Disufenton sodium may continue to play a role in treating certain CLL patients due to lower toxicity profiles, convenience as an oral agent, and lower costs. The clinical value of these therapies could be evaluated in additional network meta analyses among different CLL patient populations with varying prognostic factors. Limitations This study has several limitations worth noting. First, a network meta analysis entails extrapolation from available data to indirectly make comparisons that have not actually been conducted. As a result, the validity of indirect estimates generated by a network meta analysis is uncertain. Although taurine requiring additional research, there is evidence to suggest that adjusted indirect comparisons usually agree with results of head to head randomized trials and the validity of the indirect estimates is dependent on the internal validity and homogeneity of the included trials.25 Second, the network meta analysis method is based on model simulation and as with all modeling methods, the results are dependent on data quality and the accuracy of model inputs.
Overall, the studies included in our treatment comparison HSP network received relatively lower Jadad quality scores because they were not double blinded and most did not report the method for randomization. Bias contained in the trials may inflate the estimates of relative and absolute treatment effects. Third, our comparison network was small with only five RCTs and did not assess all available therapeutic options such as bendamustine, pentostatin or cladribine based regimens due to limited published evidence. We conducted a literature search in the Medline database and The Cochrane Library, and also performed manual searches of reference citations. Though this methodology allowed us to conduct a broad search, this review may not have captured all relevant studies. In general, doxorubicin larger comparison networks would allow each study to,borrow more strength, from other studies and could improve the precision and certainty of indirect estimates.
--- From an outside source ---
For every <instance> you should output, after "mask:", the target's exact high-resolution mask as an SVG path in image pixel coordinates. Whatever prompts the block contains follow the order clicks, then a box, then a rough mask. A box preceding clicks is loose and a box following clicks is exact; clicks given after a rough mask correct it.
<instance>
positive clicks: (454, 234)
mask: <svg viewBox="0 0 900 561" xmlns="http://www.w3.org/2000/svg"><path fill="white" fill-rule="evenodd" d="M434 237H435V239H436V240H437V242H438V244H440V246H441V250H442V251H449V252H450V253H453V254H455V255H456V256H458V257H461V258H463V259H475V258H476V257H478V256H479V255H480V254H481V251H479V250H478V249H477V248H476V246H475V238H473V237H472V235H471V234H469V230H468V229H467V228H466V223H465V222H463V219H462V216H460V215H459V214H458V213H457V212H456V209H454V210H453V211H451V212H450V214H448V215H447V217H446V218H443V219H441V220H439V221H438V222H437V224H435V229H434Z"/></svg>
Our comparison network included a three arm trial and our random effects model did not adjust for correlation induced by having more than two arms. Because our network only included one multi arm trial, any potential correlation was likely minimal. If a comparison network contains several multi arm trials, it is recommended that models are developed to account for the potential correlation within each trial.8 Finally, our study was limited to only one endpoint and does not provide information about adverse effects from therapy or therapy administration. Conclusion Among the five therapy options evaluated in this network meta analysis, our results suggest that FCR should be consideredan optimal initial treatment strategy for younger, healthier, treatment naïve CLL patients with low to intermediate risk disease. However, due to limitations of using model simulations, additional evaluations of FCR are necessary in order to clinically validate its therapeutic potential. Conflict of interest David Veenstra has served as a consultant to Genentech, Inc. No other authors declare potential conflicts of interest. Funding Mindy Cheng was supported by a Pharmaceutical Research and Manufacturers of America Foundation pre doctoral fellowship.